OpenWorm notes: April 2014

Wednesday, April 30, 2014

Just found this conversation with Steve McGrew and Richard Gordon from January. What happened from here?

Provenance

I am looking at the question of data sources for the project. I have latched onto the question of provenance: tracking where data was generated, when, by who, for what. Here is some evidence for the project for my concern:

Open issue: Add original citation information to the first row ...
This mailing list conversation about provenance in RDF Re: CElegans MySQL Database
This post requesting sources. Addressed(?) by Tim B's work on building a triple store for citations and such.
A mention of the origins of the data on the current database

Other things that just are relevant to research into data sources

This post about a video source for worm movement validation.
This page from worm atlas which serves as the basis for much of the connectome google doc spreadsheet
Schafer lab, which is often referred to in data discussions
These incredibly helpful links from Stephen L.
- http://www.textpresso.org/celegans/
- Project References
- Resources through Open Worm Science page

As a side note, I found this post from Jim H. that makes me feel better about my initial bewilderment with the project organization :) It's also a good reference for the state of the project's data about from about a year ago.

Monday, April 28, 2014

Pipelines

It will be invaluable for me in determining the needs of the OpenWorm project to have a set of the "pipelines" between different data sources and target simulation engines (this is in the name of the project right?). For example in movement validation I have

Raw Video => Measurements => Features => Statistics

from this progress report.

I think I have a feel for the general flow of things

Collected data (primary sources) and/or journal articles describing measurements of chemical(?)/electrical pathways in C. elegans; neuronal/muscular connections; movement patterns; avoidance behaviors.

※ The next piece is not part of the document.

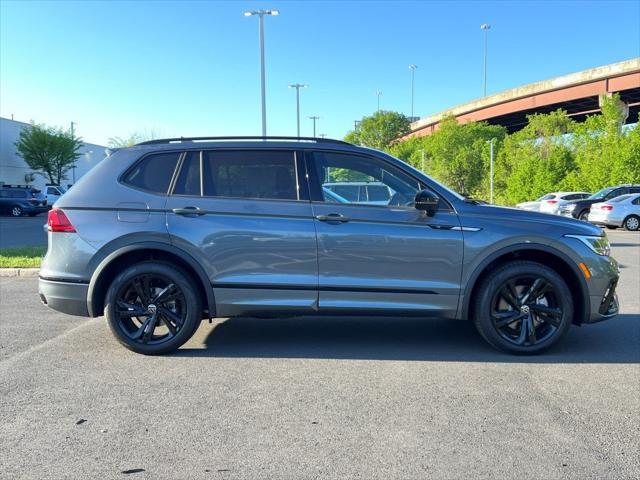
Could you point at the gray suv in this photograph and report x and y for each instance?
(160, 236)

If we have raw data, then measurements from the data

Translate data into a form which can be checked against existing models
Run models against translated data and measure how they differ
Store these disparities between the model and "real world" measurements
Feedback the model inaccuracy to improve the model. That is, iterate through 2-5.

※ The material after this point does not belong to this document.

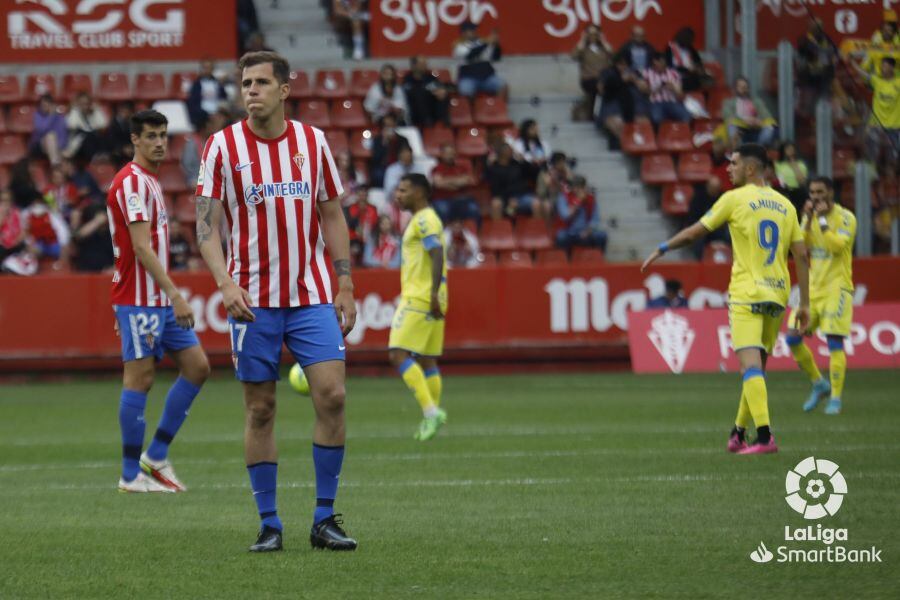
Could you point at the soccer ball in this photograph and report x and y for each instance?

Of course, when more raw data come in, they need to be fed back in through step 1.

There's also, I suspect, a need to extract the data from the models (gotten from step 4) and put them into reports and articles for dissemination. This last would require holding the origins of the data all the way through (provenance!) so you don't have to go back through and say, "who generated this data?" How is this being handled currently?

There is, certainly, a "zone of deference" to the capabilities of project members to keep track of their data sources (they're scientists after all), but we'd like to make it harder to lose track of the sources of the data. Moving into the simulation formats, it isn't clear to me what the best way is to preserve that data outside of procedural recommendations for tagging data on re-entry into the backing stores.

We are probably looking at something like auxiliary files for storing the metadata needed for keeping track of semantic web data. In writing out to the distinct formats like, for example, some_model.nml we would also write out some_model.nml.rdf for the metadata. The rdf file would include not only provenance, but also other information, like more detailed simulation parameters than those supported by the target format, the version of the RDF->simulation format translator, etc.

These are just "spit ball" thoughts. My main thing is first to gather details on what the project is doing now and what it want's to do. These details should take the form of the pipelines I mention at the start of the post but with greater detail and information on what needs to be preserved, added, removed in moving between formats in both directions.

General meeting

Full meeting notes for 28 April (10:30-12:00 Central time)

Some things I missed, Johannes (other GSOC student), Reddit AMA, discussions on geppetto and sibernetic.

The parts that I got (from ~11:00 Central time):

Came in during Matteo's update. Discussing Waffle.io and Geppetto tutorial for people unfamiliar with some of the underlying code.

Introduced myself.

Link to the notes for the meeting in my google drive.

Giovanni discussed Kickstarter
Kickstarter page repo: https://github.com/openworm/org.openworm.website/tree/kickstarter

Someone from Gateway contacted by Stephen. Previous assistance given in similar context. Hopefuly extending exposure.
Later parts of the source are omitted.